Here is the simple answer I give them:

(I begin with a question.)

“When your sins are forgiven, are you, at that moment, perfect?”

(Take a dramatic pause and let the teenager think about the question.)

“Before you answer, let me read a verse from the Bible.

(I have two reasons for cutting the teenager off before they answer the question: 1. If I’m having this discussion in a group, I don’t want anyone to feel embarrassed for giving the wrong answer—yes, there is a wrong answer. 2. I’ve found that when some people give the wrong answer they will argue their point-of-view endlessly and won’t listen to the simple logic behind the Catholic Church’s theology of Purgatory.)

“Matthew 5:48 says: ‘So be perfect, just as your heavenly Father is perfect.’”

(Sometimes I add another short dramatic pause here.)

“When your sins are forgive, are you, at that moment, perfect? . . . no, we really aren’t. What keep us from being imperfect? Well, one example is, after we’re forgiven we still have an ‘inclination to sin’ (Catechism of the Catholic Church 1426). We still have selfish desires: greed, lust, arrogance. If we were perfect . . . when we are perfect in heaven, we won’t have those sinful desires anymore.”

“So, after we’re forgiven, we still aren’t perfect.”

“Now what does that have to do with Purgatory? The second thing you need to understand comes from Revelation 21:27 which says: ‘nothing unclean will enter it.’ ‘It’ is heaven. Nothing unclean will enter heaven.”

“The Church takes this Bible verse very seriously. In heaven, there won’t be any more selfishness, greed, or jerks.”

(Here’s the Catechism’s quote, but I usually don’t read it because this point is pretty much universally accepted: “She [the heavenly city of Jerusalem] will not be wounded any longer by sin, stains, self-love, that destroy or wound the earthly community” CCC 1045.)

“That’s not because jerks don’t go to heaven. God forgives jerks to. . .if he didn’t, I’d be in big trouble. But before he lets them into heaven, he will strip away their jerkyness.”

“We can’t make ourselves perfect, only God can do that. You die, you face your particular judgment, and you’re forgiven for the last time. Before you enter into God’s full presence, he has to purify you; he rips all of you selfish desires out of you so that you will never sin again. That experience of God purifying you is purgatory.

(One last dramatic pause.)

“All who die in God’s grace and friendship, but still imperfectly purified, are indeed assured of their eternal salvation; but after death they undergo purification, so as to achieve the holiness necessary to enter the joy of heaven” (CCC 1030).

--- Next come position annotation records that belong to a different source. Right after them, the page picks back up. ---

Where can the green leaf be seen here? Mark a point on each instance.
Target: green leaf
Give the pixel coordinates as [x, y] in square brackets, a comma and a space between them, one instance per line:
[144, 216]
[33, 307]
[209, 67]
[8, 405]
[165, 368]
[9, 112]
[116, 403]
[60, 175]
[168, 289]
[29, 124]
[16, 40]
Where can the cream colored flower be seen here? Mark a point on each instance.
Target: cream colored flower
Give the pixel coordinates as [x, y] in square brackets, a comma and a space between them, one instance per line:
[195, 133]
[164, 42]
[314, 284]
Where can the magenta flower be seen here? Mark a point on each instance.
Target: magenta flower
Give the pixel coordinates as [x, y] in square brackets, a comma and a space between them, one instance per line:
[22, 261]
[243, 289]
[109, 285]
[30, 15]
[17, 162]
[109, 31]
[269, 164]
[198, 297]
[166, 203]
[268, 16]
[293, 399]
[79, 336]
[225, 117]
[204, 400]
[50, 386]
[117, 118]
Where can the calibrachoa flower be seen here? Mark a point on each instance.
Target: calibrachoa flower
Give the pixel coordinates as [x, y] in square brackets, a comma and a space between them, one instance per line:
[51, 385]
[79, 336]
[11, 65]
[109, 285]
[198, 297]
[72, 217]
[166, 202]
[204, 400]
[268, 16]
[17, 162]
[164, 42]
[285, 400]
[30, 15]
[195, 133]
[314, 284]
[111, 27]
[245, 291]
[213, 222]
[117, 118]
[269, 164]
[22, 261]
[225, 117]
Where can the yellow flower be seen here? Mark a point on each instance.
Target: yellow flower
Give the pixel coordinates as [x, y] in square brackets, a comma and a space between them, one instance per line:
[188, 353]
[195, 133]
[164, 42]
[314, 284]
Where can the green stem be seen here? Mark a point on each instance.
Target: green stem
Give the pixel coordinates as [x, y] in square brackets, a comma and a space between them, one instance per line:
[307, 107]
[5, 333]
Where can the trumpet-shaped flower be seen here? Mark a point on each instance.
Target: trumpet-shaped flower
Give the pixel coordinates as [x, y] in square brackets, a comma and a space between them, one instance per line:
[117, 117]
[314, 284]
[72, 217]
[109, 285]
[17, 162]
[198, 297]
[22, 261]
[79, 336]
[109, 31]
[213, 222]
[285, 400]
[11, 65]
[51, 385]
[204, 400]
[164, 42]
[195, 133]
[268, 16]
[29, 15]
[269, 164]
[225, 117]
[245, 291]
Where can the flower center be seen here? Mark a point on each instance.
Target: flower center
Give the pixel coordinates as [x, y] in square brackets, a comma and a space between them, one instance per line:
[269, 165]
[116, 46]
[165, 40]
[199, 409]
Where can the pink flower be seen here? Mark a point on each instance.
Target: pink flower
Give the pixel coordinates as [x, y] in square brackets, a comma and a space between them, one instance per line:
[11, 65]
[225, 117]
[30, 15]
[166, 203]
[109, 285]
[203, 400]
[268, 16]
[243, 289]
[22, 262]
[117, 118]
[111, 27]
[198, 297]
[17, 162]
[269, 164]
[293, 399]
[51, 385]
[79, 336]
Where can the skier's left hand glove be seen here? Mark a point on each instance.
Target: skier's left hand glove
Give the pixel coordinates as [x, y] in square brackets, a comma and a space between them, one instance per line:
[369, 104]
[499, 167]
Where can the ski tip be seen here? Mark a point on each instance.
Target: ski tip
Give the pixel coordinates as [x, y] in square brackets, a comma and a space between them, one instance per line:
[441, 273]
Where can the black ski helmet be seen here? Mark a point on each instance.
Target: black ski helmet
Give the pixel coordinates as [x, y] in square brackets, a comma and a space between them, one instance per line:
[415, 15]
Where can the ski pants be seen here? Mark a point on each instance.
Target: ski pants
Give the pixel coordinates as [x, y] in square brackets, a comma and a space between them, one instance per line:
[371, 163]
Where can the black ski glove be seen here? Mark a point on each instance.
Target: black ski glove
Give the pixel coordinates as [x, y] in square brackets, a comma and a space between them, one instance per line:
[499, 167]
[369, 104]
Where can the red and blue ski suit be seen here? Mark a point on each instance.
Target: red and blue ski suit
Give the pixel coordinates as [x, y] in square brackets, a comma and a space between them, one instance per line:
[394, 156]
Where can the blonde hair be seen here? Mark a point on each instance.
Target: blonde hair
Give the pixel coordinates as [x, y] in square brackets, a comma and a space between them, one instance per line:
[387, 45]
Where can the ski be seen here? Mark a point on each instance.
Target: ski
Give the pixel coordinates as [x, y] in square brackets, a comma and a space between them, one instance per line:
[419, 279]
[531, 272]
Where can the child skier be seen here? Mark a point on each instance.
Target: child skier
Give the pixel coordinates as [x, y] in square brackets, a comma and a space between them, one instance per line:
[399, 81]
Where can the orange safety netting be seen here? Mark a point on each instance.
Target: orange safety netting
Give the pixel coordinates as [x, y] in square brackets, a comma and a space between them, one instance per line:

(There are several other characteristics of Purgatory that cause questions, but you can’t have those discussions until people understand the basic necessity and logic of Purgatory.)

A Catechism in Plain English

Thursday, January 17th, 2008

The USCCB published a catechism that is super easy to read. The United States Catholic Catechism for Adults, basically takes the CCC and re-works the sentences using simpler sentence structures so they are easier to understand. Here is an example:

CCC 404 on original sin:

It is a sin which will be transmitted by propagation to all mankind, that is, by the transmission of a human nature deprived of original holiness and justice. And that is why original sin is called “sin” only in an analogical sense: it is a sin “contracted” and not “committed” - a state and not an act.

Here is the information presented in the USCCB’s US Catholic Catechism for Adults:

Do we commit Original Sin? “Original sin is a sin contracted and not committed–a state and not an act” (CCC, no. 398 [sic]). Each of us inherits Original Sin, but it is not a personal fault of ours.

What I also like about this book is that they begin each chapter with a story or lesson of faith which is often about an American Catholic, such as St. Elizabeth Ann Seton and César Chavez. These stories highlight the history of the Catholic Church in United States and helped illustrate why this theology is relevant to our daily lives.

The chapters end with two or three discussion questions, and I know of at least one small group in our church who is using these questions to study the text.